A new advisor to the Energy Secretary Amber Rudd, who has vowed to “deliver” fracking in Britain, received a £5,000 donation to his local party from a company set to benefit from the introduction of the technique, The Independent can reveal.

Addison Projects, part of a £25m engineering company based in Lancashire which has said it wants to play an “active role” in supporting fracking, made the donation to the constituency party of Conservative MP Paul Maynard in March.

Mr Maynard was appointed Parliamentary Private Secretary (PPS) to Ms Rudd after last month’s General Election, a role which requires him to be the Cabinet minister’s “eyes and ears” in Parliament.

The donation, revealed following a joint investigation by The Independent and Greenpeace, has sparked criticism from the environmental group that the Government has become too close to the shale gas lobby.

Both Mr Maynard and Addison, which is based in the MP’s constituency of Blackpool North and Cleveley, insisted that the donation was unconnected with efforts to introduce fracking.

There is no suggestion that the donation breached parliamentary or electoral rules. But the revelation of its existence comes as the debate over fracking and its impact on the environment is provoking fresh controversy.

Lancashire County Council will this week decide whether to allow exploration company Cuadrilla to proceed with a project to extract shale gas from a site at Little Plumpton in Lancashire, south of Mr Maynard’s constituency.

The local authority last week rejected a second Cuadrilla application for fracking in the area. But a decision on the Little Plumpton project, which officers have recommended should proceed, has been deferred until this week.

The Government has made clear that it intends to the break the log jam over fracking after years of delay caused by concern at the technique’s environmental impact and Liberal Democrat opposition during the Coalition.

Ms Rudd used her first newspaper interview following her appointment to the Department of Energy and Climate Change to pledge that she would “deliver shale” and change the law to permit drilling under national parks.

Addison has been a vocal supporter of fracking, arguing that it is safe and has the ability to transform the economy of north-west England.

The company’s owner, Marcus Addison has previously said: “Whilst we have no experience specifically in the shale gas industry… we can play an active part supporting shale gas.”

Addison Projects made its £5,000 donation on 23 March.
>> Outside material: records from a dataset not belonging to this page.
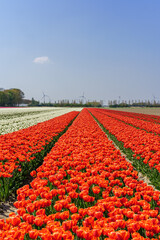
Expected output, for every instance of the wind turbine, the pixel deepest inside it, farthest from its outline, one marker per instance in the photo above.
(44, 96)
(82, 97)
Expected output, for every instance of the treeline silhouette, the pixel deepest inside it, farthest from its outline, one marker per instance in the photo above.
(11, 97)
(129, 103)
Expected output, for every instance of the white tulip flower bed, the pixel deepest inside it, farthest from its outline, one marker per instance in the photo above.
(13, 119)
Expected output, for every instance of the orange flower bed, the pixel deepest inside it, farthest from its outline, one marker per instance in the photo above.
(17, 149)
(85, 189)
(142, 143)
(149, 123)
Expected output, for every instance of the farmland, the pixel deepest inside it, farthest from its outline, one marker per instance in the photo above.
(82, 186)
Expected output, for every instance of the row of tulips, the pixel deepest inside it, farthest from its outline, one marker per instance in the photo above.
(134, 121)
(24, 150)
(13, 119)
(141, 116)
(144, 146)
(84, 189)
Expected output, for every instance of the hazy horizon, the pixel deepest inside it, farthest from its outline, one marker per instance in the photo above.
(105, 49)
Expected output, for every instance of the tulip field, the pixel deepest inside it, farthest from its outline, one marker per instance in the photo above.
(82, 186)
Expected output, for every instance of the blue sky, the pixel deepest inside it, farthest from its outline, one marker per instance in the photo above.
(104, 48)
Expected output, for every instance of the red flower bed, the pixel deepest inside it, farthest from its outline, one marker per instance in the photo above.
(141, 116)
(142, 143)
(85, 189)
(145, 125)
(21, 147)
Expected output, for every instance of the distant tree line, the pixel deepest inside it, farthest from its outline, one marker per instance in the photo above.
(133, 103)
(66, 103)
(11, 97)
The company also hosted four visits from senior Cabinet ministers, including two by Chancellor George Osborne, in recent months.

In a statement, the company said: “The donation made to Blackpool North and Cleveley Conservative Party was made earlier this year in support of Paul Maynard and had nothing at all to do with the exploration for shale gas in Lancashire.”

Mr Maynard said: “The donation from Addison was both permissible and declared in the normal way. It had no connection with the development of shale gas.”

Daisy Sands, head of UK energy at Greenpeace, said: “The appointment of an MP with close ties to the fracking lobby as a key adviser to the department in charge of this controversial industry is deeply worrying. This move will only reinforce the impression that this Government is now acting like the political arm of the shale lobby.”